# Fruit fly culture mix



## Peloquin (Aug 10, 2005)

Does anyone know where I can buy the stuff they make a fruit fly culture from in the UK?

Cheers

Failing that, what is the best stuff to use to make my own?

Ta folks.


----------



## Ian (Aug 10, 2005)

I think this post already exists....


----------



## Peloquin (Aug 10, 2005)

Done a search on here and cant find it.

Can you link me to it please?


----------



## lorriekay56 (Aug 15, 2005)

*You can make your own. cover the jar with netting. ( I use knee high stockings)*


----------



## lorriekay56 (Aug 15, 2005)

Culture mix:

1 cup of mashed potatoes, 2 tbp. sugar and a pinch of YEAST.


----------



## garbonzo13 (Aug 15, 2005)

Will it mold? If it does what do you do for that?


----------



## Rick (Aug 16, 2005)

I made my own and it did mold. The commercially bought stuff has mold inhibitor in it.


----------



## Orin (Aug 21, 2005)

I've got a huge jar of mold inhibitor you're welcome to buy cheap. I was sold on the mold inhibitor for many years but two years ago I stopped using it and it didn't make a difference.

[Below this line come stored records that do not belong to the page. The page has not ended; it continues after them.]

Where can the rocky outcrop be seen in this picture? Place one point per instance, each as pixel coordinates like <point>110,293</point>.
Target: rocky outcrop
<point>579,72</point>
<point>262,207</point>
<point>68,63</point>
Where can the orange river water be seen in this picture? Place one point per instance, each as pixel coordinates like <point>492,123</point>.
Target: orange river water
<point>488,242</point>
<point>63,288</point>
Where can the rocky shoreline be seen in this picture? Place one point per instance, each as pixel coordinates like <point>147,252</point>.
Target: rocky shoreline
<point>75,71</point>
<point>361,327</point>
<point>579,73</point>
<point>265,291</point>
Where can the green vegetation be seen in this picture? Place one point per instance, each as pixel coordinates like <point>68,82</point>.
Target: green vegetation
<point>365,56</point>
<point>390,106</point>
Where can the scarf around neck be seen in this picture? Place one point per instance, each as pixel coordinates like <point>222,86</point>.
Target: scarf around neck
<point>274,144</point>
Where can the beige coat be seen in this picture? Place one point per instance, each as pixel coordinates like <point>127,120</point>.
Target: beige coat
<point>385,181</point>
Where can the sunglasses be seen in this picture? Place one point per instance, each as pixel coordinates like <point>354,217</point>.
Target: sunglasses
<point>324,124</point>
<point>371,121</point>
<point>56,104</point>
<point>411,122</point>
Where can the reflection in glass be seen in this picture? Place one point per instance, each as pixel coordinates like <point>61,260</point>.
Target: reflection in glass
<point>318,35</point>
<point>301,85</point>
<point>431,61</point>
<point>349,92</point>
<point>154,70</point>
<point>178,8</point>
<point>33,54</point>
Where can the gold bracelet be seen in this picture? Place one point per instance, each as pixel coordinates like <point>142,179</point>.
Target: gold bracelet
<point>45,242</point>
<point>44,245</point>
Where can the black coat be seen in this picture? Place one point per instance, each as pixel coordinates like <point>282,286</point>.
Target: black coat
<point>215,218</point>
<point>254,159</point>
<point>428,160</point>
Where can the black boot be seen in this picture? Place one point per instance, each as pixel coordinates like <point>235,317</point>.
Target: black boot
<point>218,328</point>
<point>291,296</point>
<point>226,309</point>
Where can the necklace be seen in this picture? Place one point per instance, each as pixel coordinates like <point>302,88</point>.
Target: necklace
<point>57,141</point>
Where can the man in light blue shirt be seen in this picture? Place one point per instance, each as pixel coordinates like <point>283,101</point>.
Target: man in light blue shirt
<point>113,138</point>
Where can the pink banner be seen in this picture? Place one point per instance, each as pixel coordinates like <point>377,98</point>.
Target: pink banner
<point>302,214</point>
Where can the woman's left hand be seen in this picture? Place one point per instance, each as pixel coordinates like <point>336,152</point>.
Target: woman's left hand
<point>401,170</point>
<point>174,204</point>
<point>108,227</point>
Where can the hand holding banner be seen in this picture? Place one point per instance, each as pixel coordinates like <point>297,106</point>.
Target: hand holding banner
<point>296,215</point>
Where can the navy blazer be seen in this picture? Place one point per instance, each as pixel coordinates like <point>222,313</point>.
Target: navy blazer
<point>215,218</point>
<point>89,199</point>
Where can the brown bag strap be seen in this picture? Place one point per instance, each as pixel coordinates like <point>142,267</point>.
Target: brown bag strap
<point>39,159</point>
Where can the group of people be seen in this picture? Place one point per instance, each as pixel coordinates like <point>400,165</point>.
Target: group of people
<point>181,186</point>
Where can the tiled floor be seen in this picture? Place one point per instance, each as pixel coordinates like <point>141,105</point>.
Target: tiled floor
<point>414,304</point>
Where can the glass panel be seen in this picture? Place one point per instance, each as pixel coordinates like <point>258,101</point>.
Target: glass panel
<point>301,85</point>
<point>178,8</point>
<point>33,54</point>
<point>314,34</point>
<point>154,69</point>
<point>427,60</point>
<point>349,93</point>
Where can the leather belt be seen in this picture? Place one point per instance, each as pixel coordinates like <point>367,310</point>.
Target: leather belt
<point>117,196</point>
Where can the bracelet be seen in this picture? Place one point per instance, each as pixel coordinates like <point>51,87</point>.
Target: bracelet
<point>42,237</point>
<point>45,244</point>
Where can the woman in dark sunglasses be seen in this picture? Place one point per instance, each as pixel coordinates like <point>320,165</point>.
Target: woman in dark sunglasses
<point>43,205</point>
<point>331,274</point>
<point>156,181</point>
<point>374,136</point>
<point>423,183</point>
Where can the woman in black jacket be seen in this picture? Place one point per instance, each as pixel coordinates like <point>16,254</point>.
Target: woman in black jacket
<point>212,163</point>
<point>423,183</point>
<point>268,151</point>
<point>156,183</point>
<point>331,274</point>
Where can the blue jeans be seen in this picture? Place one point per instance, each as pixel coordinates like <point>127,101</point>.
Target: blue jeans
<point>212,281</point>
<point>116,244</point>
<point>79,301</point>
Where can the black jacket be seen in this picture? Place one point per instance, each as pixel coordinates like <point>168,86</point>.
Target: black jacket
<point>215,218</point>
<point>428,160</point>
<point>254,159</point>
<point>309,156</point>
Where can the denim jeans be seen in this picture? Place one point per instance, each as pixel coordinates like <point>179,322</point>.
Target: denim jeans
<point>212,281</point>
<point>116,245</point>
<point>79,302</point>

1/2 cup instant potato flakes

1/2 cup water. The amount of water is adjusted depending on your ambient humidity and airflow. Somewhat dry medium slows and stops fly production while too much moisture and all the medium falls out when you try to shake out the flies.

Put mixture in a large deli cup (32oz?) covered with a coffee filter or prefab filter lid and place a 1" slice of apple on top of the potato.

Fruit flies can breed at lower temps but 80-90F will improve production.

When the first puparium is seen take 1 paper towel, make into a ball and toss on medium. Production if often very low without this because many puparium and adults drown sight unseen. The larger species, D.hydei is kept the same but is much slower.


----------



## garbonzo13 (Aug 21, 2005)

Orin, whats the papertowel for? Easy transfer to another container to increase culture production? thanks for the info.


----------



## Orin (Aug 21, 2005)

The paper towel prevents the majority of puparium and adults from suffocating in the medium.


----------



## Executor of Fruit Flies (Aug 27, 2005)

Copied from a previous post:

I'm currently trying out apple vinegar as an inhibitor. Any vinegar will work though. It seems to work fine. It's been two weeks and no mold. I just didn't want to mail order for anything right now. The recipe I'm using, from anaspid.org, is:

1 cup banana

1 cup apple sauce

2 cups oatmeal

1 tablespoon vinegar

Just mash it all up together real good. Production isn't as good as the store bought culture I had before, but probably because I used netting instead of paper towels as extra climbing/pupating space.

Edit: replaced netting with paper towels and production increased significantly.

I like to use gatorade bottles with a piece of sponge on the top, as I find this easier to work with than a deli cup with a circular sponge stopper.


----------